To gear up, Disney's marketing staff has created a new video: "Four Parks." One World. Through careful selection of quotes pulled from archived interviews, the filmmakers make it appear as if Walt himself is the narrator. That would be pretty interesting, except the cut-and-paste quotes play fast and loose with the truth. For example, they make it sound like Walt is endorsing Disney/MGM Studios and Animal Kingdom -- two parks that he had nothing to do with.
Want a more sentimental view? Disney's ABC will broadcast a two-hour film, "Walt: The Man Behind the Myth," in November. Supported by the Disney family, the film was put together by Walt's daughter, Diane Disney Miller, in an effort to redeem her dad's reputation.
Indeed, in recent years that reputation has taken a beating. First came Marc Eliot's 1993 book, "Walt Disney: Dark Prince of Hollywood," which painted him as a possible FBI informant as well as an alleged adulterer. Not to mention Eliot's more outrageous theories that Walt may not have been born in December 1901 or even been Elias and Flora Disney's real son.
Other books have cast a similarly negative light on Walt's legacy. Bob Thomas' 1999 title, "Building a Company: Roy O. Disney and the Creation of an Entertainment Empire," revealed that it was often Roy's business acumen -- not Walt's vaunted creativity -- that actually kept their company afloat in tough times.
Leslie Iwerks and John Kenworthy's "The Hand Behind the Mouse: An Intimate Biography of Ub Iwerks" further whittled away at the Disney mystique, revealing that it was Ub --- rather than Walt -- who had created Mickey Mouse. Add to this the recent revelation from Rick Foglesong's "Married to the Mouse: Walt Disney World and Orlando," that Walt really didn't want people to live in Epcot, which meant all that stuff that Disney fed the Florida Legislature in the mid-1960s so he could have a free hand in creating his own government was a lie.
That's why Miller and her film-making team have their work cut out for them. They hope their mixture of home movies and in-depth interviews, family photos and newsreel footage will help remind people that Walt was an actual living person. Strange as it may sound, Disney's marketing surveys show that a growing number of Americans actually believe there never was a Walt Disney, and think his name is just an ad-agency creation, like Betty Crocker or Aunt Jemima.

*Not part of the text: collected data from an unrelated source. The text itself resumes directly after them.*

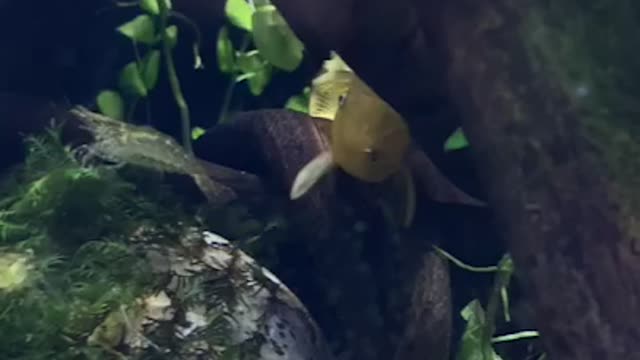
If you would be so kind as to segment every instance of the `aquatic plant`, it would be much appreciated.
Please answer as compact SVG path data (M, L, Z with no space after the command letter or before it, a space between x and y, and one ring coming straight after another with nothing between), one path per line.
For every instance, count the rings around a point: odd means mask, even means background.
M186 16L172 10L171 1L169 0L140 0L135 5L138 5L144 11L144 14L136 16L116 29L120 34L131 40L135 61L125 65L120 73L120 91L107 89L98 94L98 107L103 114L114 119L130 119L139 99L146 99L155 88L162 58L173 97L180 110L182 145L187 152L192 153L189 106L182 93L173 55L171 54L172 49L178 42L178 27L169 25L168 20L170 17L178 18L194 29L197 37L193 45L194 68L196 69L202 67L202 60L199 54L200 33L197 26ZM141 55L139 44L147 47L144 55ZM128 106L125 106L122 95L129 98ZM146 105L147 120L149 120L150 109L148 102ZM128 107L126 116L125 107Z
M225 14L231 24L245 33L236 49L227 26L218 32L218 68L231 76L218 122L227 121L237 83L245 81L250 92L258 96L271 80L274 69L291 72L298 68L304 50L304 44L268 0L227 0ZM251 44L255 49L247 50Z
M29 138L27 147L26 162L1 191L0 352L11 359L95 358L78 338L149 282L136 254L114 235L141 215L123 207L133 185L80 167L55 131Z
M479 299L473 299L461 311L466 326L459 340L456 353L457 360L502 360L495 350L495 344L538 337L535 330L523 330L512 334L495 336L496 322L499 318L498 308L502 304L502 318L511 322L509 309L509 284L515 271L513 260L505 254L496 266L478 267L463 263L443 249L434 246L435 251L454 265L475 273L495 273L494 284L487 300L486 307ZM538 357L545 358L545 354Z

But you don't have to settle for others' interpretations of the man. In "The Quotable Walt Disney," Dave Smith, head archivist of the Disney company for 30 years, has collected excerpts from speeches and interviews. Yet what's most intriguing about this new book -- particularly because it is officially sanctioned -- is that those quotes don't always reflect well on current management.
Smith lets the reader decide if he is commenting on the Disney's new California Adventure park when he quotes Walt as saying: "I don't want the public to see the world while they're in `Disneyland`. I want them to feel that they're in another world." (The new park offers clear views of outside intrusions.) And, "There will be none of the Ã?pitches' and game wheels ... designed to milk the visitor's pocketbook." (The new park has a wide selection of games-of-chance.)
Most telling is Smith's decision to include Walt's words: "Disneyland is a work of love. We didn't go into Disney- land just with the idea of making money ... Besides, you don't work for a dollar; you work to create and have fun."
Here is Disney himself saying that there is more to life than making money. Yet the big corporate party in his honor clearly is just being held to generate additional revenue. Hell of a birthday present for old Walt, don't you think?